Too many people never update their insurance coverage to deal with changes in their coverage needs, whether it comes from changes in family status for life insurance, health conditions for health-care or long-term care insurance, or even what types of property you own for homeowners' insurance. Don't wait for disaster to strike; check with your insurer or agent to see if your current coverage meets your needs.
In the past, investors had to pay hundreds or even thousands of dollars just to make a simple stock purchase. Now, though, the rise of discount brokers, low-fee index funds and exchange-traded funds, and freely available investment news and advice have made it silly to spend large amounts to get access to the financial markets. If you're still paying your broker too much to invest, look into alternatives that can help you avoid cutting serious money out of your retirement nest egg.
Everyone likes a tax break, and one of the best ones for you to use involves making contributions to a tax-favored retirement account. By putting money in an IRA or 401(k), you can reduce your current taxable income and save on your taxes while also preparing for the future. With 401(k)s, your employer might even chip in a bit on your behalf. Even when times are tough, finding even small amounts to save can put time on your side and make a big difference down the road.
Many investors found out the hard way this year that bonds aren't as safe as they thought, with some major bond funds posting double-digit percentage losses in 2013. Despite those losses, bonds still carry substantial risk in 2014, with many calling for imminent interest-rate hikes that would erode their value further. Even now, bond rates are so low that they don't compensate you much for their risk.
In contrast to bonds, stocks have soared in 2013. That has some investors finally piling into the market for the first time since 2008 and 2009, while others remain shell-shocked from the massive losses they incurred back then during the financial crisis. Even with the Dow Jones Industrials (^DJI) and other major market benchmarks near all-time record highs, it makes sense to have some stock exposure in your portfolio. Just don't go overboard in the false belief that gains of 20 percent and 30 percent will happen every year.
If you pay full price for just about anything these days, you're paying too much. The rise of deep-discount stores has led to falling prices at stores and shopping malls. Moreover, online tools like coupon sites, daily-deal offers, discounted gift cards, and cash-back credit-card deals can cut your costs as well. With all these tools, you won't find many situations in which you have no chance of getting a bargain on the items you want.

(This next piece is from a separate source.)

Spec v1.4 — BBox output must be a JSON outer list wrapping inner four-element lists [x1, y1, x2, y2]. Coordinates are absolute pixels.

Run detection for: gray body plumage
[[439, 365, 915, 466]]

In the past, many young adults focused on getting into as strong a college as they could, figuring that their degree would pay them enough to make up for the costs they incurred. With college graduates facing a more challenging job environment than ever, smart students are thinking about college costs before they make a decision on a school. By maximizing financial aid and looking at lower-tuition schools with nearly as strong educational quality, you can avoid creating a big debt hole that you'll struggle with for years into the future.
If you don't have a will, a power of attorney for financial and health-care matters, and an advance directive to tell medical professionals whether you want certain life-preserving measures taken if something happens to you, then you're putting your family at risk. Many people don't have even these basic estate-planning documents, but getting them in place is easier and less expensive than most believe. Get your affairs taken care of in 2014 and save your loved ones some big future hassles.
Resolving to be more financially astute and to avoid common mistakes will help you get your finances in order more quickly. These tips should give you more money to help you meet all your financial goals.